The Mavericks Surf Contest isn’t on any calendar. That’s because the contest occurs only when the somewhat-unpredictable waves at Half Moon Bay rise above 20 feet.

As a result, SnL Communications Inc., a Los Angeles-based public relations agency, faces some monster challenges. It only has about 24 hours to organize media coverage for the monster-wave event. Of course, that’s quite different from other sporting competitions, which occur at a defined time that usually are known months or even years in advance.

“In my mind, the best analogy is going into labor,” said Staci Levine, a partner at SnL. “You pack your bag and you know it’s going to happen you just don’t know exactly when.”

The giant waves of Mavericks, a wave break located in the bay, were known only to a small group of big-wave surfers for years. The secret got out when one of them, Mark Foo, was killed by a wave there in 1994. The competitions began five years later.

Levine, who launched her now-13-person company 20 years ago with Karen Schneider, starts planning months ahead of time. Jeff Clark, the event’s director, gives the team a window this year it was Dec. 7 to March 31. As the 2007-2008 season approached, SnL wrote templates for press releases and compiled lists of media contacts throughout the surf industry and for journalists in the local area, which is south of San Francisco. The announcements also get sent to the home-town papers of the 24 elite surfers in the invitational competition.

Handling the event can be especially frantic, because, as Levine put it: “Mavericks is the Mount Everest of surf.”

This year, it was Friday, Jan. 11, when Clark gave the go-ahead for the event. Surfers were notified. Levine and her team immediately caught a flight to San Francisco and booked hotel rooms near Half Moon Bay. At the same time, they contacted media, starting with broadcasters who could get news out more quickly than print media.

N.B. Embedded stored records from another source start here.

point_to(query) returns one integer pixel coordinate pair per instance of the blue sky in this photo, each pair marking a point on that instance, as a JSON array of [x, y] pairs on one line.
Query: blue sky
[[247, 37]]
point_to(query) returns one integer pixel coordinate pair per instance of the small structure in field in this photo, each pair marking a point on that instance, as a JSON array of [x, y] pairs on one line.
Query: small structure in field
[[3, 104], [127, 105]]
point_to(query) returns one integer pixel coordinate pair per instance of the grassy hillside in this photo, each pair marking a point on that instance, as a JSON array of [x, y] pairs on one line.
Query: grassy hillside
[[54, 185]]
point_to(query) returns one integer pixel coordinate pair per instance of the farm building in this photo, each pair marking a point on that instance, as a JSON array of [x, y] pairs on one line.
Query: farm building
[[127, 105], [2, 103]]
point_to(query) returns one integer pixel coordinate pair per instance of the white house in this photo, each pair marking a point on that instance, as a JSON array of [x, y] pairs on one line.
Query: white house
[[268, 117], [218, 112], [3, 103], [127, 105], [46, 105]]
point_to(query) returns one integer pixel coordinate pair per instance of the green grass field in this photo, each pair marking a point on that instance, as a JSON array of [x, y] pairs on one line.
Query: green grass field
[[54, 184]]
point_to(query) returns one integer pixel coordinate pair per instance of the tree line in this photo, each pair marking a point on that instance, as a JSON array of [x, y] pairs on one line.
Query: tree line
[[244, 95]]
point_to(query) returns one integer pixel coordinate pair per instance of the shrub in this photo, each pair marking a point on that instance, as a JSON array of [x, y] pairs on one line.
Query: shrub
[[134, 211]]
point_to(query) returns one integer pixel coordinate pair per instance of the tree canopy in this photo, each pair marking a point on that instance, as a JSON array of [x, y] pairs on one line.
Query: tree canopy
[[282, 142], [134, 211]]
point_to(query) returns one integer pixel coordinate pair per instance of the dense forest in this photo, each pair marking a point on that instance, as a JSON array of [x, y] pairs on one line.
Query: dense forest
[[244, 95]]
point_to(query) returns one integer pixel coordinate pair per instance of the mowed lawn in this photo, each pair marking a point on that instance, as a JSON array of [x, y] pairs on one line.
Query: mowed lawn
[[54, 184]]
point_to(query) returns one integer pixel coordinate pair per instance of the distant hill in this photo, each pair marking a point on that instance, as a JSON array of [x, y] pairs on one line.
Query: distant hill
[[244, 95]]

The next morning, 10,000 spectators gathered on the cliffs of Half Moon Bay. An additional 30,000 watched Webcam coverage on the Internet.

Levine found herself awash in urgent requests from media outlets for video clips, still images, interviews with surfers and updates on the scoring.

“We were servicing the media minute-by-minute during the event,” she recalled.

By sunset, the winners were announced and the SnL team sent out its final press release. The five finalists decided to split the prize money evenly, as other participants have done in other competitions, as a gesture of camaraderie.

During the previous winter, the event wasn’t produced at all due to poor waves. The agency still received payment. It balances out because of the resources SnL puts into the project on busy years.

“It’s not our most lucrative project by any means,” Levine conceded. “Some years you don’t earn as much as the hours would indicate, but we work for the same reason the athletes surf we love it.”